Рядом вновь оказался Фрунзе.

– Уходите же скорее! – закричал он на нее, схватив и потянув за собой.

Фрунзе втащил Лизу в переулок и прижал к стене. Она исступленными глазами смотрела на него, но не замечала – ей по-прежнему виделись убийства, страх и смерть, которые она наблюдала.

– Лиза, очнитесь!

Фрунзе огляделся по сторонам. Среди спасающихся бегством, он заметил, как двое мужчин уводят отца Гапона в направлении Троицкого моста.

– Вот гад! – прошипел он сквозь зубы и за руку потащил Лизу проулками за собой. Затем остановился, тяжело переводя дыхание.
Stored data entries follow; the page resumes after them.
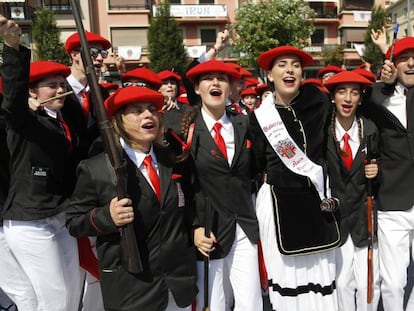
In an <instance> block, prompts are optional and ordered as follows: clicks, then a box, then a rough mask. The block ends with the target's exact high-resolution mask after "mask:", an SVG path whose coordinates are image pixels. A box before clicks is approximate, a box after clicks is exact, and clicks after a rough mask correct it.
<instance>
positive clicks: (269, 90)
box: [255, 83, 270, 95]
mask: <svg viewBox="0 0 414 311" xmlns="http://www.w3.org/2000/svg"><path fill="white" fill-rule="evenodd" d="M255 90H256V93H257V94H259V95H262V94H263V93H264V92H265V91H270V86H269V84H266V83H264V84H259V85H258V86H256V89H255Z"/></svg>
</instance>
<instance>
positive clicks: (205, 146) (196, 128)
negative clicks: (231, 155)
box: [194, 113, 228, 166]
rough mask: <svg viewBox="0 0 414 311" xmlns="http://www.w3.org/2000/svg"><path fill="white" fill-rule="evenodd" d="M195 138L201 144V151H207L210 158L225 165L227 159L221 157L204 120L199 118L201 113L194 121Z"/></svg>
mask: <svg viewBox="0 0 414 311" xmlns="http://www.w3.org/2000/svg"><path fill="white" fill-rule="evenodd" d="M195 124H196V125H195V130H194V132H195V136H199V138H198V140H199V141H202V142H203V146H201V147H202V148H203V149H206V150H208V152H209V154H210V156H212V157H214V158H215V159H216V160H218V162H222V163H225V164H227V166H228V162H227V159H226V158H225V157H224V156H223V154H222V153H221V151H220V149H219V148H218V147H217V145H216V143H215V142H214V139H213V137H212V136H211V134H210V132H209V130H208V128H207V125H206V123H205V122H204V119H203V118H202V117H201V113H199V114H198V116H197V118H196V121H195Z"/></svg>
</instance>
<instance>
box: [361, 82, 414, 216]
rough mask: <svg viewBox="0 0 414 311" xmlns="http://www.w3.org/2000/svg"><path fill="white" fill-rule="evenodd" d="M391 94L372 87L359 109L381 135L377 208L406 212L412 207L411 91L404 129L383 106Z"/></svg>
mask: <svg viewBox="0 0 414 311" xmlns="http://www.w3.org/2000/svg"><path fill="white" fill-rule="evenodd" d="M393 91H394V88H393V87H392V86H386V85H384V84H383V83H377V84H374V85H373V87H372V92H370V93H368V94H367V97H366V99H365V100H364V103H363V106H362V108H364V110H365V114H366V116H367V117H369V118H371V119H372V120H373V121H374V122H375V124H376V125H377V127H378V130H379V133H380V145H381V175H380V179H379V190H378V198H377V203H378V209H379V210H381V211H406V210H409V209H410V208H412V207H413V205H414V191H413V189H414V103H413V101H414V88H413V87H412V88H410V89H408V94H407V97H406V110H407V128H405V127H404V126H403V125H402V124H401V123H400V121H399V120H398V119H397V117H395V116H394V115H393V114H392V113H391V112H390V111H389V110H388V109H387V108H386V107H385V106H384V105H383V102H384V100H386V99H387V98H389V97H390V96H391V95H392V93H393Z"/></svg>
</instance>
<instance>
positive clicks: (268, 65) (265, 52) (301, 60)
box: [257, 45, 313, 70]
mask: <svg viewBox="0 0 414 311" xmlns="http://www.w3.org/2000/svg"><path fill="white" fill-rule="evenodd" d="M289 54H293V55H296V56H297V57H299V59H300V63H301V65H302V67H306V66H309V65H310V64H312V62H313V58H312V56H311V55H310V54H308V53H306V52H305V51H302V50H299V49H298V48H295V47H293V46H289V45H284V46H278V47H277V48H273V49H271V50H269V51H266V52H263V53H262V54H260V55H259V57H258V58H257V63H258V64H259V66H260V67H261V68H262V69H264V70H269V69H271V68H270V66H271V65H272V62H273V60H274V59H275V58H276V57H279V56H282V55H289Z"/></svg>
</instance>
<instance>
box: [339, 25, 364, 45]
mask: <svg viewBox="0 0 414 311" xmlns="http://www.w3.org/2000/svg"><path fill="white" fill-rule="evenodd" d="M365 32H366V29H349V28H348V29H344V30H343V39H344V42H364V36H365Z"/></svg>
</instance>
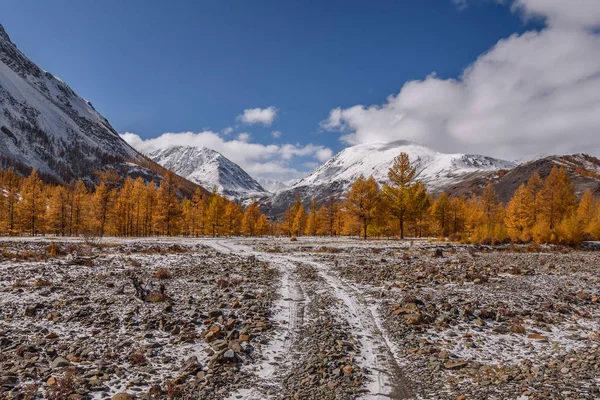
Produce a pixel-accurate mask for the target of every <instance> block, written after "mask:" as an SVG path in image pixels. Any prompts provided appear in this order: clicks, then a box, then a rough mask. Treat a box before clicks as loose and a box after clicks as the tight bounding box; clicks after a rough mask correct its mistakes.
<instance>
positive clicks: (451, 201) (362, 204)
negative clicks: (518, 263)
mask: <svg viewBox="0 0 600 400" xmlns="http://www.w3.org/2000/svg"><path fill="white" fill-rule="evenodd" d="M388 179H389V183H385V184H383V185H379V183H378V182H376V181H375V180H374V179H373V178H372V177H370V178H365V177H362V176H361V177H359V178H358V179H357V180H356V181H355V182H354V183H353V184H352V185H351V186H350V189H349V191H348V193H347V195H346V196H345V199H344V200H342V199H336V198H329V199H328V200H327V201H326V202H324V203H323V204H322V205H321V207H320V208H318V211H317V212H316V215H315V211H314V210H315V209H317V208H316V203H315V202H314V201H313V205H312V206H311V209H310V212H308V213H306V211H305V210H304V208H303V206H302V204H301V203H300V199H299V198H297V199H296V203H295V204H294V205H292V206H290V208H288V210H287V211H286V213H285V216H284V219H283V222H282V223H281V224H280V225H279V227H280V232H281V233H282V234H284V235H291V236H301V235H352V236H360V237H363V238H367V237H388V238H393V237H399V238H404V237H427V236H428V237H443V238H449V239H451V240H455V241H461V242H463V243H484V244H498V243H506V242H514V243H527V242H531V241H535V242H537V243H556V244H565V245H577V244H579V243H581V242H582V241H584V240H600V203H599V202H598V201H597V200H595V198H594V196H593V195H592V193H591V192H590V191H589V190H588V191H586V192H585V193H584V194H583V196H582V197H581V199H580V200H579V201H577V198H576V195H575V189H574V187H573V184H572V183H571V181H570V179H569V176H568V174H567V171H566V169H565V168H564V167H560V168H559V167H555V168H554V169H553V170H552V172H551V173H550V175H549V176H548V177H547V178H546V179H545V180H542V179H541V178H540V176H539V175H538V174H533V175H532V176H531V178H530V179H529V181H528V182H527V183H526V184H523V185H521V186H520V187H519V188H518V189H517V191H516V192H515V193H514V196H513V197H512V199H511V200H510V201H509V202H508V203H507V204H506V205H504V204H502V203H501V202H500V201H499V199H498V195H497V194H496V191H495V190H494V186H493V184H491V183H490V184H489V185H487V186H486V187H485V188H484V189H483V191H482V193H481V194H480V195H473V196H471V197H464V196H463V197H451V196H448V195H447V194H446V193H441V194H438V195H437V196H433V195H431V194H430V193H428V192H427V191H426V189H425V187H424V186H423V184H422V183H420V182H419V181H418V179H416V170H415V168H414V167H413V166H412V165H411V163H410V160H409V158H408V155H407V154H404V153H401V154H400V155H399V156H398V157H397V158H396V159H395V160H394V163H393V165H392V167H391V168H390V171H389V174H388Z"/></svg>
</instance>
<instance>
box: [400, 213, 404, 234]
mask: <svg viewBox="0 0 600 400" xmlns="http://www.w3.org/2000/svg"><path fill="white" fill-rule="evenodd" d="M400 239H402V240H404V217H403V216H400Z"/></svg>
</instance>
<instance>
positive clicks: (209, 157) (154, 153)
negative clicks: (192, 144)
mask: <svg viewBox="0 0 600 400" xmlns="http://www.w3.org/2000/svg"><path fill="white" fill-rule="evenodd" d="M148 157H150V158H151V159H152V160H154V161H155V162H157V163H159V164H160V165H162V166H163V167H165V168H167V169H169V170H171V171H173V172H174V173H176V174H177V175H179V176H182V177H184V178H186V179H188V180H190V181H192V182H195V183H197V184H199V185H201V186H203V187H205V188H206V189H208V190H209V191H210V190H211V189H212V188H213V187H216V188H217V192H218V193H221V194H223V195H225V196H227V197H230V198H234V199H245V198H253V197H263V196H267V195H269V192H267V191H266V190H265V189H264V188H263V187H262V186H261V185H260V184H259V183H258V182H257V181H255V180H254V179H253V178H252V177H251V176H250V175H248V173H246V171H244V170H243V169H242V168H241V167H240V166H239V165H237V164H236V163H234V162H233V161H231V160H229V159H228V158H227V157H225V156H223V155H222V154H221V153H219V152H217V151H215V150H212V149H209V148H207V147H194V146H173V147H167V148H164V149H158V150H155V151H152V152H150V153H148Z"/></svg>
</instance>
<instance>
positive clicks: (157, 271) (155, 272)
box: [152, 268, 173, 279]
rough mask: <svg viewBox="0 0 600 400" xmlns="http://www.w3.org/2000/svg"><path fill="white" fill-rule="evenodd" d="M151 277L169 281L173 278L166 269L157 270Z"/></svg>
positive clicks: (172, 275) (160, 269)
mask: <svg viewBox="0 0 600 400" xmlns="http://www.w3.org/2000/svg"><path fill="white" fill-rule="evenodd" d="M152 276H153V277H154V279H171V278H172V277H173V275H172V274H171V271H169V269H168V268H159V269H157V270H156V272H154V275H152Z"/></svg>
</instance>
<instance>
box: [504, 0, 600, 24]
mask: <svg viewBox="0 0 600 400" xmlns="http://www.w3.org/2000/svg"><path fill="white" fill-rule="evenodd" d="M513 9H514V10H519V11H522V12H523V13H524V15H525V16H526V17H538V18H544V19H545V20H546V23H547V24H548V25H549V26H551V27H560V28H597V27H600V1H598V0H515V1H514V3H513Z"/></svg>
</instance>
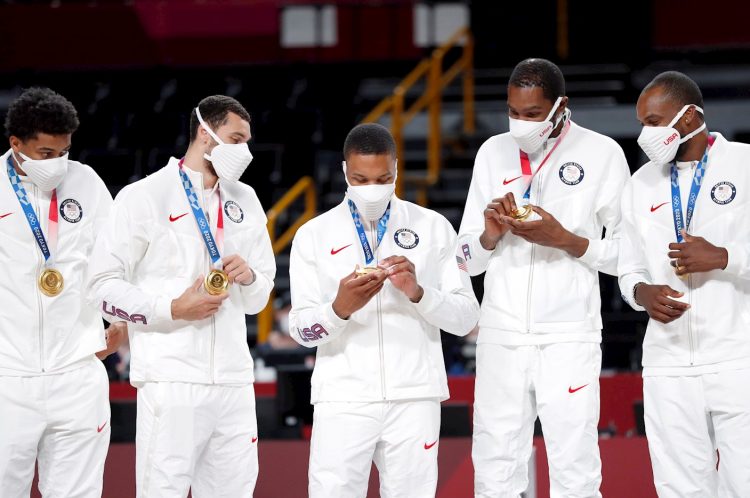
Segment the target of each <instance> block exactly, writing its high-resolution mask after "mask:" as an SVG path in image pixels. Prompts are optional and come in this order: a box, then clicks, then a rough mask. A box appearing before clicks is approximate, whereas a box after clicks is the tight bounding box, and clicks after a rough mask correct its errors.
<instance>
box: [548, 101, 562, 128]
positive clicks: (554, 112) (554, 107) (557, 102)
mask: <svg viewBox="0 0 750 498" xmlns="http://www.w3.org/2000/svg"><path fill="white" fill-rule="evenodd" d="M560 102H562V97H557V100H555V105H553V106H552V109H551V110H550V111H549V114H548V115H547V119H545V121H549V120H551V119H552V116H554V115H555V111H557V108H558V107H560ZM558 123H559V121H558V122H557V123H555V124H558Z"/></svg>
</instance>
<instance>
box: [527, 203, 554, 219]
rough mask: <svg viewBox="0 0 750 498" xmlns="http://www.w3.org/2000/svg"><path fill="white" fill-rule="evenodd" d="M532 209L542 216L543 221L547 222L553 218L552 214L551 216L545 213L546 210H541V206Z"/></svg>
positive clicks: (546, 211) (537, 213) (549, 214)
mask: <svg viewBox="0 0 750 498" xmlns="http://www.w3.org/2000/svg"><path fill="white" fill-rule="evenodd" d="M531 209H533V210H534V211H535V212H536V213H537V214H539V216H541V218H542V219H543V220H546V219H547V218H551V217H552V215H551V214H549V213H548V212H547V211H545V210H544V209H542V208H540V207H539V206H534V205H532V206H531ZM530 223H533V222H530Z"/></svg>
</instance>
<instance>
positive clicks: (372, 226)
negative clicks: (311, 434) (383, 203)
mask: <svg viewBox="0 0 750 498" xmlns="http://www.w3.org/2000/svg"><path fill="white" fill-rule="evenodd" d="M375 226H376V222H370V237H371V238H372V241H373V248H374V249H373V256H376V255H377V253H378V249H379V247H378V246H377V245H376V244H377V243H378V239H377V233H376V232H375ZM375 261H376V262H377V257H375ZM375 302H376V304H377V313H378V352H379V353H380V395H381V397H382V398H383V400H384V401H385V352H384V348H383V316H382V311H381V307H380V293H379V292H378V293H377V295H376V296H375Z"/></svg>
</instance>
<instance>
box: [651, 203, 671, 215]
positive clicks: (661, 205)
mask: <svg viewBox="0 0 750 498" xmlns="http://www.w3.org/2000/svg"><path fill="white" fill-rule="evenodd" d="M666 204H669V202H662V203H661V204H659V205H658V206H656V207H654V205H653V204H651V212H652V213H653V212H654V211H656V210H657V209H659V208H660V207H662V206H664V205H666Z"/></svg>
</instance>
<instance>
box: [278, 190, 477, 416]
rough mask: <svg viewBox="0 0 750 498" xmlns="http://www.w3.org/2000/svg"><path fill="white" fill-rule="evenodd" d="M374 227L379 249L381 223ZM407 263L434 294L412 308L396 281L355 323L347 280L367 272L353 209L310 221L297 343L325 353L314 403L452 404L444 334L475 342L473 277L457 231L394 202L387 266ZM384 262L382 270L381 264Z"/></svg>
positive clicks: (294, 263)
mask: <svg viewBox="0 0 750 498" xmlns="http://www.w3.org/2000/svg"><path fill="white" fill-rule="evenodd" d="M364 223H365V228H366V233H367V236H368V238H369V241H370V244H371V246H373V245H374V244H373V241H374V240H375V239H376V235H375V233H376V228H375V225H377V222H375V224H374V225H371V224H369V223H368V222H364ZM388 256H405V257H407V258H408V259H409V260H410V261H411V262H412V263H414V266H415V268H416V272H417V282H418V283H419V284H420V285H421V286H422V288H424V296H422V299H421V300H420V301H419V303H412V302H411V301H409V298H407V297H406V296H405V295H404V294H403V293H402V292H401V291H399V290H398V289H396V288H395V287H393V286H392V285H391V283H390V282H388V281H387V280H386V283H385V286H384V287H383V289H382V290H381V291H380V292H379V293H378V294H377V295H376V296H375V297H373V298H372V299H371V300H370V301H369V302H368V303H367V304H366V305H365V306H364V307H363V308H362V309H360V310H359V311H356V312H355V313H353V314H352V316H351V317H349V319H348V320H343V319H341V318H339V317H338V316H337V315H336V313H334V311H333V308H332V304H333V301H334V299H335V298H336V294H337V293H338V287H339V282H340V280H341V279H342V278H344V277H345V276H346V275H348V274H350V273H351V272H352V271H353V270H354V267H355V265H357V264H359V265H360V266H365V258H364V253H363V250H362V246H361V245H360V242H359V239H358V237H357V230H356V228H355V226H354V222H353V221H352V216H351V212H350V211H349V206H348V204H347V201H346V200H344V202H342V203H341V204H339V205H338V206H336V207H335V208H333V209H331V210H330V211H327V212H326V213H323V214H321V215H320V216H318V217H317V218H315V219H313V220H311V221H309V222H307V223H306V224H305V225H303V226H302V228H300V229H299V231H298V232H297V235H296V236H295V238H294V243H293V245H292V253H291V260H290V265H289V275H290V280H291V291H292V311H291V313H290V316H289V322H290V333H291V336H292V337H293V338H294V339H295V340H296V341H297V342H299V343H300V344H302V345H303V346H307V347H315V346H317V347H318V351H317V360H316V363H315V371H314V372H313V378H312V395H311V401H312V403H317V402H321V401H351V402H371V401H383V400H399V399H413V398H439V399H441V400H444V399H447V398H448V384H447V381H446V374H445V364H444V362H443V353H442V345H441V342H440V329H443V330H445V331H446V332H450V333H452V334H456V335H465V334H467V333H468V332H469V331H470V330H471V329H472V328H473V327H474V326H475V325H476V323H477V320H478V318H479V304H478V303H477V300H476V298H475V297H474V293H473V291H472V290H471V283H470V279H469V274H468V273H467V272H466V271H465V270H462V269H460V268H459V264H461V265H462V266H463V264H464V263H463V260H457V256H456V233H455V231H454V229H453V227H452V226H451V225H450V223H449V222H448V220H446V219H445V218H443V217H442V216H440V215H439V214H437V213H435V212H433V211H430V210H427V209H424V208H422V207H419V206H417V205H415V204H412V203H410V202H407V201H403V200H400V199H397V198H396V197H395V196H394V197H393V200H392V201H391V215H390V219H389V221H388V226H387V231H386V233H385V235H384V236H383V239H382V242H381V243H380V246H379V247H378V248H377V249H376V250H375V257H376V260H377V261H380V260H381V259H384V258H386V257H388ZM374 264H376V263H373V265H374Z"/></svg>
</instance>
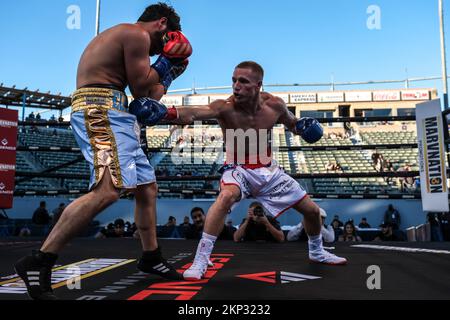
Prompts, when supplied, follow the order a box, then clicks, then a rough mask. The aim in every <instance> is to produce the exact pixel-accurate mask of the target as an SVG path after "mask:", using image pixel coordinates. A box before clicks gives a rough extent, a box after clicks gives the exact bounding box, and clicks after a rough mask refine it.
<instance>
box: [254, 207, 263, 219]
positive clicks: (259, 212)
mask: <svg viewBox="0 0 450 320" xmlns="http://www.w3.org/2000/svg"><path fill="white" fill-rule="evenodd" d="M253 213H254V214H255V216H258V217H263V216H264V208H263V207H261V206H256V207H255V208H254V209H253Z"/></svg>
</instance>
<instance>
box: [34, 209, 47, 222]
mask: <svg viewBox="0 0 450 320" xmlns="http://www.w3.org/2000/svg"><path fill="white" fill-rule="evenodd" d="M32 221H33V223H35V224H40V225H46V224H49V223H50V215H49V214H48V211H47V209H45V208H37V209H36V211H34V213H33V219H32Z"/></svg>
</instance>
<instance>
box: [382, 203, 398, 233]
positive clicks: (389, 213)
mask: <svg viewBox="0 0 450 320" xmlns="http://www.w3.org/2000/svg"><path fill="white" fill-rule="evenodd" d="M383 223H387V224H389V225H391V226H392V228H393V230H398V229H399V228H400V224H401V218H400V213H399V212H398V210H397V209H395V208H394V206H393V205H392V204H390V205H389V206H388V209H387V210H386V212H385V213H384V220H383Z"/></svg>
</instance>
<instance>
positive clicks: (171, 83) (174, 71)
mask: <svg viewBox="0 0 450 320" xmlns="http://www.w3.org/2000/svg"><path fill="white" fill-rule="evenodd" d="M188 65H189V60H188V59H185V60H183V61H181V62H180V63H178V64H175V65H173V66H172V68H171V69H170V70H169V72H167V73H166V75H165V76H164V77H163V78H160V81H159V82H160V83H161V84H162V85H163V86H164V93H167V90H168V89H169V87H170V85H171V84H172V81H174V80H175V79H176V78H178V77H179V76H181V75H182V74H183V72H184V71H185V70H186V69H187V66H188Z"/></svg>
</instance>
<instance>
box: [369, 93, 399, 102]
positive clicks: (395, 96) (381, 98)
mask: <svg viewBox="0 0 450 320" xmlns="http://www.w3.org/2000/svg"><path fill="white" fill-rule="evenodd" d="M399 100H400V91H374V92H373V101H399Z"/></svg>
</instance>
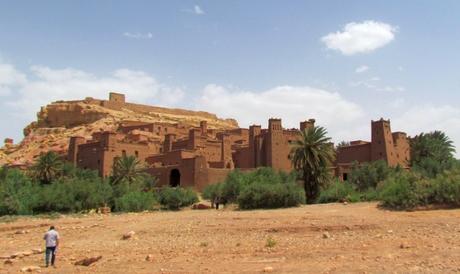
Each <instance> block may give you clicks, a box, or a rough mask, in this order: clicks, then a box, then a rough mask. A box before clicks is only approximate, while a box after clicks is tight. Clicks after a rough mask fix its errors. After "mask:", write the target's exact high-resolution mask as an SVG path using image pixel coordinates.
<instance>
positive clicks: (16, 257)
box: [10, 252, 24, 259]
mask: <svg viewBox="0 0 460 274" xmlns="http://www.w3.org/2000/svg"><path fill="white" fill-rule="evenodd" d="M23 257H24V254H23V253H22V252H16V253H14V254H12V255H11V256H10V258H11V259H15V258H18V259H21V258H23Z"/></svg>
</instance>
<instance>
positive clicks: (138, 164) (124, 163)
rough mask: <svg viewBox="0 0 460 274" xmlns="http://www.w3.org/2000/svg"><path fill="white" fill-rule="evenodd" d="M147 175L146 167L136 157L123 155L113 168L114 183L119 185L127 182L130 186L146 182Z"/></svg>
mask: <svg viewBox="0 0 460 274" xmlns="http://www.w3.org/2000/svg"><path fill="white" fill-rule="evenodd" d="M145 176H146V173H145V167H144V165H142V163H141V162H140V161H139V159H137V158H136V157H134V156H126V155H123V156H122V157H121V158H118V159H117V160H116V161H115V162H114V163H113V167H112V182H113V183H114V184H119V183H121V182H126V183H128V184H129V185H132V184H137V183H141V182H144V179H145Z"/></svg>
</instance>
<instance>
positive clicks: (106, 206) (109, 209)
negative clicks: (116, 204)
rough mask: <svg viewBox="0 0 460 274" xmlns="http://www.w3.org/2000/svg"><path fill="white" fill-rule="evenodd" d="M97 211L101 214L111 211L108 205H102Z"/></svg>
mask: <svg viewBox="0 0 460 274" xmlns="http://www.w3.org/2000/svg"><path fill="white" fill-rule="evenodd" d="M98 212H99V213H101V214H109V213H110V212H111V211H110V207H108V206H103V207H100V208H98Z"/></svg>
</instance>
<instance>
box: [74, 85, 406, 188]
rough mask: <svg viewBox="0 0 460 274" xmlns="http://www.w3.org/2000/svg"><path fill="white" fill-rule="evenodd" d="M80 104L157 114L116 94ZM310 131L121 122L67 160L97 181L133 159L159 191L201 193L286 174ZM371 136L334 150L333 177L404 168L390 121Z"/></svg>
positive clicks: (123, 96) (100, 132) (157, 109)
mask: <svg viewBox="0 0 460 274" xmlns="http://www.w3.org/2000/svg"><path fill="white" fill-rule="evenodd" d="M85 100H86V101H87V102H94V103H95V104H101V105H105V106H106V107H113V108H121V107H122V108H131V109H133V108H135V109H136V110H137V111H146V112H148V111H151V110H152V109H155V111H158V108H157V107H149V106H144V105H137V104H130V103H126V102H125V98H124V96H123V95H122V94H117V93H111V94H110V100H109V101H104V100H94V99H92V98H86V99H85ZM160 109H161V108H160ZM165 111H166V110H165ZM168 111H170V110H168ZM188 113H189V112H187V111H184V113H183V114H184V115H187V114H188ZM195 113H196V112H195ZM211 116H212V115H211ZM213 117H214V116H213ZM314 125H315V120H314V119H310V120H307V121H302V122H300V124H299V128H298V129H284V128H283V126H282V121H281V119H278V118H270V119H269V120H268V128H266V129H262V127H261V126H260V125H253V126H250V127H249V129H245V128H237V129H231V130H217V129H209V128H208V126H207V122H206V121H202V122H200V123H199V125H198V126H197V127H190V126H188V127H186V126H184V125H181V124H177V123H176V124H169V123H143V122H137V121H124V122H122V123H121V124H120V125H119V128H118V130H117V131H116V132H100V133H96V134H94V135H93V138H92V139H91V140H85V139H84V138H82V137H78V136H76V137H72V138H71V139H70V143H69V150H68V160H69V161H71V162H73V163H74V164H75V165H77V166H79V167H81V168H88V169H94V170H98V171H99V173H100V174H101V176H109V175H110V174H111V172H112V166H113V163H114V161H115V160H116V159H117V158H118V157H121V156H122V155H133V156H135V157H137V158H139V159H140V160H141V162H143V163H145V165H146V167H147V168H148V169H147V171H148V172H149V173H150V174H151V175H153V176H156V177H157V178H158V182H159V185H160V186H161V185H174V186H177V185H180V186H185V187H187V186H190V187H195V188H196V189H199V190H202V189H203V188H204V187H205V186H206V185H209V184H214V183H218V182H221V181H223V180H224V179H225V177H226V175H227V174H228V172H230V171H231V170H233V169H235V168H238V169H241V170H254V169H255V168H258V167H272V168H274V169H276V170H283V171H287V172H289V171H291V170H292V164H291V161H290V159H289V154H290V152H291V149H292V145H291V144H292V143H294V142H295V141H296V140H297V139H298V138H299V137H300V132H301V130H305V129H308V128H311V127H313V126H314ZM371 135H372V137H371V141H370V142H366V141H361V140H358V141H352V142H351V143H350V145H349V146H345V147H341V148H339V149H338V150H337V158H336V163H335V164H336V167H335V171H336V175H337V176H340V177H342V178H343V177H344V174H346V173H347V172H349V170H350V167H351V166H352V164H353V163H355V162H357V163H365V162H371V161H376V160H383V161H385V162H386V163H387V164H388V165H390V166H396V165H401V166H402V167H405V168H407V167H408V161H409V157H410V155H409V142H408V139H407V136H406V134H405V133H403V132H394V133H392V132H391V128H390V121H389V120H388V121H387V120H383V119H380V120H378V121H372V122H371ZM331 145H332V144H331Z"/></svg>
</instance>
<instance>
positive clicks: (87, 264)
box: [74, 256, 102, 266]
mask: <svg viewBox="0 0 460 274" xmlns="http://www.w3.org/2000/svg"><path fill="white" fill-rule="evenodd" d="M100 259H102V256H95V257H87V258H84V259H81V260H79V261H76V262H75V263H74V264H75V265H82V266H90V265H92V264H93V263H95V262H97V261H99V260H100Z"/></svg>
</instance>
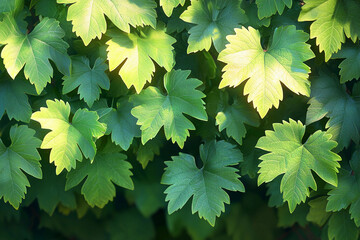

– Подождите меня здесь! – сказал он и исчез. Прошло несколько минут, прежде чем Лиза осознала, что осталась одна. По щекам ее потекли слезы. И тут страх и шок сменились гневом. Она резко стерла руками слезы с лица и зашагала обратно.

На пути попадались жертвы случившегося.

– За что стреляли?.. По какому закону?

– Вот тебе и царская милость!

– Благодарение Господу, спасли нашего батюшку верные люди…

На опустевшей площади осталось около ста бездыханных тел. Кто-то стонал, истекая кровью. Недавно еще пушистый и белый снег стал багряно-красным, истоптанным, грязным.

Лиза двинулась по площади, ища тех, кому еще можно было оказать помощь. Благо опыт был – около года назад она некоторое время была сестрой милосердия в родном городке, принимавшем раненых в боях русско-японской войны…

Ее взгляд остановился на худеньком студентике, сидящем на земле. Держась за разбитую голову, он со стоном раскачивался из стороны в сторону. Лиза присела на корточки рядом.

– Я помогу тебе, – произнесла она, привлекая его внимание. Разомкнула его руки, осмотрела рану. – Пойдем.

Она помогла ему встать и повела прочь с места побоища.

Внезапно в проулке появился офицер, держа в руках окровавленную шашку. Он неторопливо шел вперед, всматриваясь в жертв, лежащих на земле. И вот остановился, присмотрелся к раненому, занес клинок… и воткнул острие в живую плоть.

Студент с воплем вырвался и бросился к офицеру. Тот оглянулся. Паренек неловко поскользнулся и упал. Золотопогонник быстрыми шагами преодолел разделяющее их расстояние и замахнулся шашкой.

Лиза бросилась к офицеру, успела схватить за руку. Он развернулся к ней всем корпусом, отшвырнул в сторону. Лиза упала, больно ударившись головой, и все же попыталась встать. Паренек тем временем повалил офицера на землю. Лиза, понимая насколько силы не равны, кинулась мальчишке на помощь, но тут же получила сильный удар, вновь сваливший ее с ног.

К ним подскочили двое солдат. Один бросился помогать офицеру, другой развернулся к Лизе и резко замахнулся на нее прикладом. Резкая боль пронзила живот, перед глазами все потемнело, и Лиза потеряла сознание.